The issue is perspective. Architects know how a material will behave in totality. They can imagine how a paint shade will look under daylight at four in the afternoon, how a tile will catch the light from a chandelier, or how a faucet’s height will affect your ability to fill a bucket. Clients, meanwhile, tend to choose in isolation. One tile on a display wall looks “elegant.” A paint swatch in the palm feels “warm.” A basin in a catalogue appears “modern.” Put them all together, and sometimes the result is more circus than sanctuary.
Consider the client who picked three different ceramic colours for the bathroom — one for the basin, another for the water closet, and a third for the bathtub — because each looked “so good” on its own. Once installed, the bathroom resembled a travelling carnival, complete with clashing reds, greens, and blues. Guests entering the space half-expected a trapeze act to start above the showerhead.
Or the case of the chandelier. In the showroom, it was a masterpiece, sparkling with the authority of Versailles. In the client’s modest dining room, it loomed so low that dinner conversation had to be conducted with bent necks, and it attracted enough insects to warrant its own pest-control subscription.

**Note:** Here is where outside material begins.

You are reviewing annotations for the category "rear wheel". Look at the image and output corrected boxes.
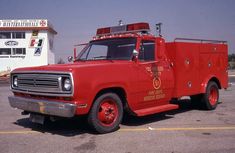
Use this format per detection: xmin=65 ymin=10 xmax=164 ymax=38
xmin=202 ymin=81 xmax=219 ymax=110
xmin=88 ymin=93 xmax=123 ymax=134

Then there was the glossy tile saga. In the showroom, under soft lighting, it shimmered like the surface of a still lake. At home, under a tube light, it became a mirror, gleefully reflecting the ankles of everyone seated in the living room. No one dared cross their legs again.
And who can forget the faucet fiasco? A client, dazzled by a sleek imported fitting, installed it proudly in the bathroom — only to discover that it sat so low above the basin, even a bucket couldn’t fit. Daily life became an exercise in acrobatics with mugs and tumblers.
These disasters aren’t born of bad intentions; they’re born of the illusion that shopping for building materials is like shopping for clothes. It isn’t. Material selection requires discipline and editing. The wisest clients ask their architects to filter down to two coherent options and then simply choose one. This isn’t surrender; it’s survival.
Because in the end, no one will remember whether you picked Ivory Mist or Eggshell White. They will remember whether your home feels harmonious or haphazard. The real secret is trust: trust your architect’s eye for the orchestra while you resist the temptation to play solo with every instrument.
And here’s the sincere truth beneath all the comedy: your architect doesn’t want your house to look like a circus any more than you do. Let them guide, let them simplify, and let them take responsibility for the big picture. Because the best projects are not built on endless catalogues and showroom whims. They are built on clarity, trust, and the quiet satisfaction of walking into a space that feels exactly right.